Por Ana Mónica Rodríguez

Periódico La Jornada

Mayo 12,  2009

Nacida en 1932, en Coatzacoalcos, Veracruz, Marenco figuró entre los ocho fundadores de la compañía Ballet Moderno de México, dirigida en 1952 por Amalia Hernández, la cual fue antecedente del Ballet Folklórico de México, a cargo de la misma coreógrafa, dijo el escritor Mario Arturo Ramos, quien comentó aspectos relacionados con la prolífica trayectoria de la bailarina.

Durante un encuentro de Ramos con Marenco, en Querétaro, en julio de 2008, escuchó en voz de la maestra que “por el asma y mis lesiones todos los años que bailé fueron con muchos problemas, sobre todo respiratorios”.

Entre los mentores de Marenco figuran Ana Mérida, Guillermo Keys, Xavier Francis, Merce Cunnigham, Waldeen, David Wood, Ana Sokolow, Antonio de la Torre, Beatriz Flores y Amalia Hernández.

Ramos recordó que Roseyra Marenco creó, en 1953, su primera coreografía Movimiento sinfónico y se caracterizó por ejecutar una “danza gozosa”.

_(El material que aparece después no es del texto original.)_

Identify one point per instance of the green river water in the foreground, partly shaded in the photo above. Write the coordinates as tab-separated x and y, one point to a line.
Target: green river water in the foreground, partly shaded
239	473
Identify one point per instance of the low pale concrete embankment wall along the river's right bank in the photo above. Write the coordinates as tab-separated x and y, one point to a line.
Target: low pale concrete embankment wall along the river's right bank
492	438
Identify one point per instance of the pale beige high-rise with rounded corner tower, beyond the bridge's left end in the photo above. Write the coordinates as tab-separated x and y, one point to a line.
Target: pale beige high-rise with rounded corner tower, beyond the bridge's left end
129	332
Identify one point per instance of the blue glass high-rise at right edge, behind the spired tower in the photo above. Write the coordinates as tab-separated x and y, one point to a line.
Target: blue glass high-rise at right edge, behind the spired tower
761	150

El escritor, quien conoció desde hace décadas a la coreógrafa, citó al crítico Raúl Flores Guerrero –quien tras el debut de Marenco, escribió–: “Las excelencias son muchas en esta danza, plasticidad y dinámica armonizadas en los movimientos, con verdadero sentido estético, espontaneidad y claridad en la expresión artística”.

“Para consagrarse al cultivo de la danza se requiere de una devoción religiosa, mística. Hay que entregarse a ella de por vida, de tiempo completo. Los profesionales de la danza tienen que someterse a un ritual cotidiano que exige resistencia, perseverancia y amor”.